Amazon Kindle Paperwhite –

Power Bank – I brought a small 10,000mAh portable battery pack to recharge my camera battery, cell phone, and kindle batteries. I think I only had to charge my camera and kindle once and that was it. I also recharged our guide’s headlamp a couple times and the battery pack barely discharged.

Aigo 10,000mAh Portable Power Bank –

Ear plugs – Simple insurance in case your camp mates are loud or it’s really windy. We didn’t need ours but we always bring them camping/backpacking just in case.

Locator beacon – I believe our guides had a radio or SatPhone that they could use to call for help, so a locator beacon was not very important to have on this trip. I brought it anyway just in case. I use one that doesn’t require a subscription but also doesn’t allow non-emergency messaging.

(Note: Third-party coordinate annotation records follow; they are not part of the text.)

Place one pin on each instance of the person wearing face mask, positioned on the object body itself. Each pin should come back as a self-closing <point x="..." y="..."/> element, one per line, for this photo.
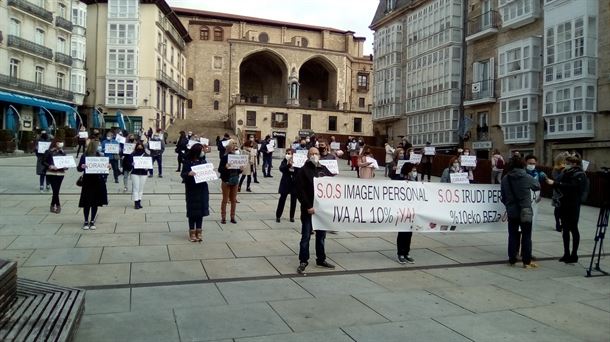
<point x="138" y="176"/>
<point x="304" y="190"/>
<point x="287" y="187"/>
<point x="55" y="176"/>
<point x="41" y="170"/>
<point x="454" y="167"/>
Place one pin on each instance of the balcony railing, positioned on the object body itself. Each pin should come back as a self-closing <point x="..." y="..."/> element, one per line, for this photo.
<point x="28" y="46"/>
<point x="175" y="86"/>
<point x="485" y="21"/>
<point x="32" y="9"/>
<point x="33" y="87"/>
<point x="63" y="23"/>
<point x="480" y="91"/>
<point x="62" y="58"/>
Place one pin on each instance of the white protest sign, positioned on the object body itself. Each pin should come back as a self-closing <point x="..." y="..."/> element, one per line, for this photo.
<point x="373" y="162"/>
<point x="154" y="145"/>
<point x="204" y="173"/>
<point x="369" y="205"/>
<point x="128" y="148"/>
<point x="96" y="165"/>
<point x="237" y="161"/>
<point x="459" y="178"/>
<point x="299" y="159"/>
<point x="111" y="148"/>
<point x="43" y="146"/>
<point x="415" y="158"/>
<point x="429" y="150"/>
<point x="120" y="139"/>
<point x="142" y="163"/>
<point x="468" y="161"/>
<point x="332" y="165"/>
<point x="64" y="162"/>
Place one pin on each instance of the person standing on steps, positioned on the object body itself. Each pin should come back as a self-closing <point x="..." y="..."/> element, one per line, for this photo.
<point x="304" y="189"/>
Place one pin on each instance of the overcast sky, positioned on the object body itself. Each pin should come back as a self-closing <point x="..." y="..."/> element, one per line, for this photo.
<point x="353" y="15"/>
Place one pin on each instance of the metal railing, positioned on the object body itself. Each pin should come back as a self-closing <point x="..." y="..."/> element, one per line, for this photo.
<point x="32" y="9"/>
<point x="480" y="90"/>
<point x="63" y="23"/>
<point x="33" y="87"/>
<point x="29" y="46"/>
<point x="487" y="20"/>
<point x="62" y="58"/>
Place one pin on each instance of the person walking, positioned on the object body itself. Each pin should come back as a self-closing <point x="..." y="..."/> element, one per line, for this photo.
<point x="287" y="187"/>
<point x="54" y="175"/>
<point x="93" y="191"/>
<point x="41" y="170"/>
<point x="516" y="188"/>
<point x="230" y="180"/>
<point x="197" y="195"/>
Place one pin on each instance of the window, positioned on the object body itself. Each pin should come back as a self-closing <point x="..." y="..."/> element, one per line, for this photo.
<point x="204" y="33"/>
<point x="39" y="75"/>
<point x="218" y="34"/>
<point x="14" y="68"/>
<point x="251" y="118"/>
<point x="121" y="62"/>
<point x="358" y="125"/>
<point x="123" y="92"/>
<point x="306" y="121"/>
<point x="332" y="123"/>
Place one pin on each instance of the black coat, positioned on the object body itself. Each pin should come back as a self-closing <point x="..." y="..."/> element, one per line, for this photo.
<point x="197" y="195"/>
<point x="93" y="192"/>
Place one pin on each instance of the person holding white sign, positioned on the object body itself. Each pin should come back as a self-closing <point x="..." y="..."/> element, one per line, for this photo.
<point x="197" y="195"/>
<point x="55" y="176"/>
<point x="93" y="191"/>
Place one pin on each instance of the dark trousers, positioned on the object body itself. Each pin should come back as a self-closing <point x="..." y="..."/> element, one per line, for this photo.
<point x="159" y="160"/>
<point x="403" y="243"/>
<point x="55" y="182"/>
<point x="516" y="238"/>
<point x="282" y="202"/>
<point x="306" y="231"/>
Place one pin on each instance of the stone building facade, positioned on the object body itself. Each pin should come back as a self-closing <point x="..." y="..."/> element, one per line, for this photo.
<point x="283" y="79"/>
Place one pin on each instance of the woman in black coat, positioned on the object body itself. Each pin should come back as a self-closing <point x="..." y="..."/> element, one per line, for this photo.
<point x="286" y="187"/>
<point x="93" y="192"/>
<point x="197" y="195"/>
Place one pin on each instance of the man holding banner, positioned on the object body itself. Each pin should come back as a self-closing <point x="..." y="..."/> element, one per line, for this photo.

Ocean Signal rescueME PLB1 Personal Locator Beacon –

Documents and Such

Passport – We locked these up at Gladys Adventure before heading up the mountain

Visa – You can apply for your visa online ahead of your trip to save yourself some time when you arrive. Print out the paper and bring it with you on the flight in case the immigration officer needs it. No reason to bring it on the mountain.

Money – On the climb you should only need to bring a few small bills for a boot wash (recommended) and however much cash you want for souvenirs when you get to the bottom. You might be able to pay for souvenirs with a credit/debit card so maybe bring one card. Before you start your climb get enough cash out for tipping, but you don’t need to bring your tip cash on the mountain (at least we didn’t need to).

Insurance Documents – Any documents required for your travel insurance, health insurance, or rescue insurance. We joined the American Alpine Club for their rescue benefits before the trip. It might not be the absolute cheapest rescue insurance you can get, but the club offers lots of other benefits including gear discounts. The gear discounts can easily pay for the membership depending on what you buy. The club also has lots of good advocacy, restoration, and education programs that make them worth supporting.